What it argues
The Power of Habit is Charles Duhigg's investigation into why habits exist and how they can be changed. Drawing on neuroscience, psychology, and a wide range of case studies, Duhigg argues that habits are not destiny. They are encoded loops that the brain automates to save effort, and once you understand the structure of a loop you can intervene in it deliberately rather than fighting it with brute willpower.
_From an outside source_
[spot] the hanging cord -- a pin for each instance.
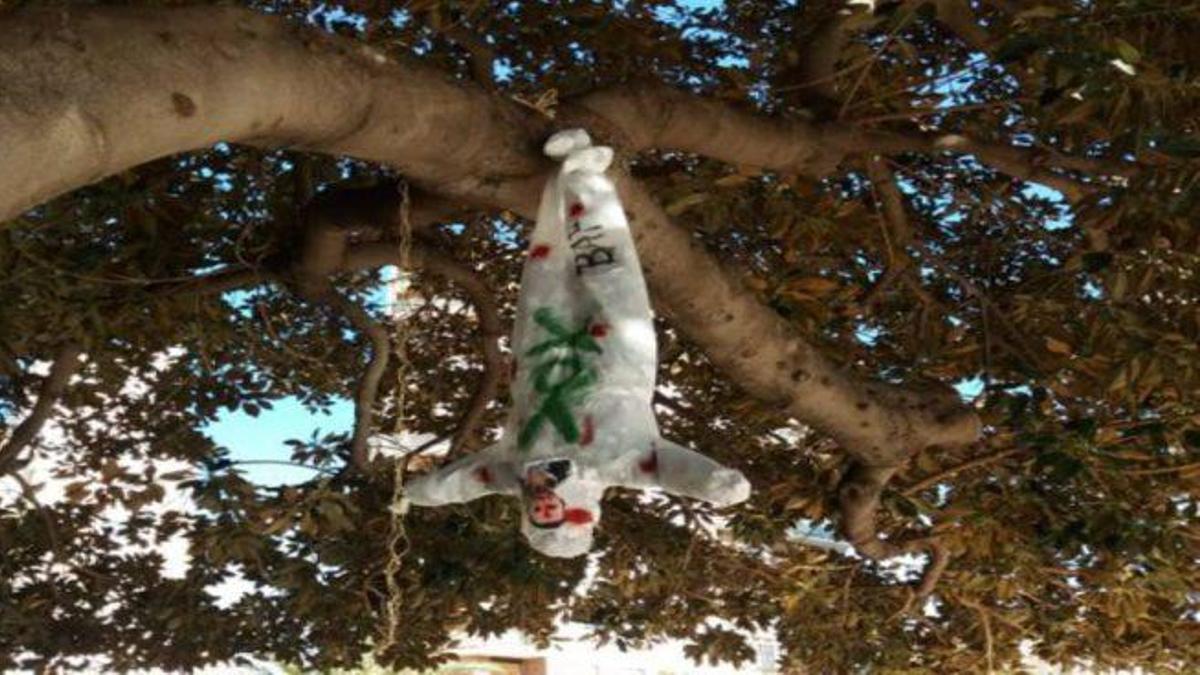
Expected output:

The book's central framework is the habit loop: cue, routine, reward. A cue triggers an automatic behavior; the routine is the behavior itself; the reward is what the brain gets out of it and what cements the loop over time. Duhigg adds a fourth element — craving — to explain why loops persist: the brain begins anticipating the reward the moment it detects the cue, generating an urge that the routine satisfies. To change a habit, Duhigg's golden rule is to keep the old cue and the old reward but swap out the routine. The craving is the engine; you redirect it rather than try to shut it off.
What it gets right
- 1.
Habits operate as a loop: cue, routine, reward. The brain automates behaviors that reliably deliver a reward, freeing up mental bandwidth for other things.
- 2.
Craving drives the loop. Once the brain associates a cue with a coming reward, it begins anticipating that reward the moment it detects the cue. The craving is what makes habits hard to break.
- 3.
The golden rule of habit change: keep the cue and the reward, but swap out the routine. Fighting the craving directly is harder than redirecting it.
What it covers
Who wrote it
Charles Duhigg is a Pulitzer Prize-winning journalist and author who spent over a decade at The New York Times covering business and economics. The Power of Habit, published in 2012, became a New York Times bestseller and is widely used in business schools and corporate training programs. His second book, Smarter Faster Better (2016), applies a similar reporting-driven approach to the science of productivity. Duhigg has also written for The New Yorker and produces the podcast How to Change. He studied history at Yale and received an MBA from Harvard Business School.